Not put off by the issues with brewday 24 I cracked on with the next brew. A Russian Imperial Stout. A big, no, a GIGANTIC beer, 9%+ full of roasted malty flavours. This one would be a Christmas beer but not for this year, it would need at least 10 months aging in bottles until Christmas 2015! I also had purchased some Oak Cubes to age part of this brew in a secondary FV before bottling as an experiment. The target OG was 1.103 to leave me with 23l at 9.65% – the grain bill for this one would be a monster!

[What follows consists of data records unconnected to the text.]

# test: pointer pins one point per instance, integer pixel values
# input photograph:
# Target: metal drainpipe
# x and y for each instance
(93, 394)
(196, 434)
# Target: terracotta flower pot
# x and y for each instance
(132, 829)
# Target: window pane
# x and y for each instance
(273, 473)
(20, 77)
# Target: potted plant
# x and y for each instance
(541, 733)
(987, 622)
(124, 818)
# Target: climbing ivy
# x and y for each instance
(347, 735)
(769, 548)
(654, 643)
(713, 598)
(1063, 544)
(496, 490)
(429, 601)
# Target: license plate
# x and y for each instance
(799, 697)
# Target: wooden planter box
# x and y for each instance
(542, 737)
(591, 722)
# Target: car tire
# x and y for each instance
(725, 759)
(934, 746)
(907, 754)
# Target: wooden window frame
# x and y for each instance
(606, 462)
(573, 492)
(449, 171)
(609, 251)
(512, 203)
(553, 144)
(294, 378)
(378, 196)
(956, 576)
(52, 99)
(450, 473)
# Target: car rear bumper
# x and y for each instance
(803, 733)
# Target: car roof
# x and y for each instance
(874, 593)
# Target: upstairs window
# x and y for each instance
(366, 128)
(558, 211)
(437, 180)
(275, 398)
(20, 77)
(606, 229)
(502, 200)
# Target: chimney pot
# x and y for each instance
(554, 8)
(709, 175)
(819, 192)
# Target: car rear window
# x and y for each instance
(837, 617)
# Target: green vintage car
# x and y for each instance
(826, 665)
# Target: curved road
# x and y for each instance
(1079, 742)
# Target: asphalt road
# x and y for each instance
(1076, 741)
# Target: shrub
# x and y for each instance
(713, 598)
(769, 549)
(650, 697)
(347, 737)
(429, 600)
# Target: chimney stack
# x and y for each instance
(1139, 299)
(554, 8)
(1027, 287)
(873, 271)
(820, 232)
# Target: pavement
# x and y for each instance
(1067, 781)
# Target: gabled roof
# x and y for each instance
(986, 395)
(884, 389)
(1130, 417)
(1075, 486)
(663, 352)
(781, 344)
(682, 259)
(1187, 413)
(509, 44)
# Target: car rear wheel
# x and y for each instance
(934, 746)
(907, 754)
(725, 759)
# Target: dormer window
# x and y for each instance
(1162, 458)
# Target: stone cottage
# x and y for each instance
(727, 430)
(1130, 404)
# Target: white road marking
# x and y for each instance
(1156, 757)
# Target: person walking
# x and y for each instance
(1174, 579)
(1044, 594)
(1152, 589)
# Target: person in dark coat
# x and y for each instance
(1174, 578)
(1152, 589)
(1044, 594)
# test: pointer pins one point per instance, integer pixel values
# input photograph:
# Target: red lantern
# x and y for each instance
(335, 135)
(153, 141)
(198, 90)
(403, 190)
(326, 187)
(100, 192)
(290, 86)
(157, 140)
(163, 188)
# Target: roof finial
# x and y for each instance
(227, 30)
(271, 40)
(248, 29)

The recipe for the Russian Imperial Stout today:
- 9kg Maris Otter Malt
- 450g Special B Malt
- 400g Roasted Barley
- 230g CaraMunich Malt
- 230g Chocolate Malt
- 30g Galena hops @ 60 minutes
- 30g Galena hops @ 30 minutes
- 30g Willamette hops @ 15 minutes
- 2tsp Yeast Nutrient @ 10 minutes
- 2 packets S04 yeast
Another workday mash for this brewday however I must have over-sparged this time as I ended up with an OG of 1.086, almost 20points short on target, and a bit more pre-boil volume than expected. As long as the yeast worked their magic I would still finish with slightly more beer at around 8% ABV which would be close enough for my first attempt! Unfortunately for me, the fermentation finished at 1.032, 1 point over target. Despite using two packets of S04 the pitching rate wasn’t sufficient to continue the fermentation down past the target FG and as a result the final ABV is 6.7%. This means the finished beer is too weak to be a Russian Imperial Stout and too strong to be a normal Stout! Even at this early stage it still tastes phenomenal and will be bottled shortly before being put away to condition.
I’ve learnt a lot from this attempt about the importance of correct yeast pitching rates. One of my next projects will be a DIY stir plate and then to start using properly grown yeast starters in my all my planned brews, especially so with the high ABV ones!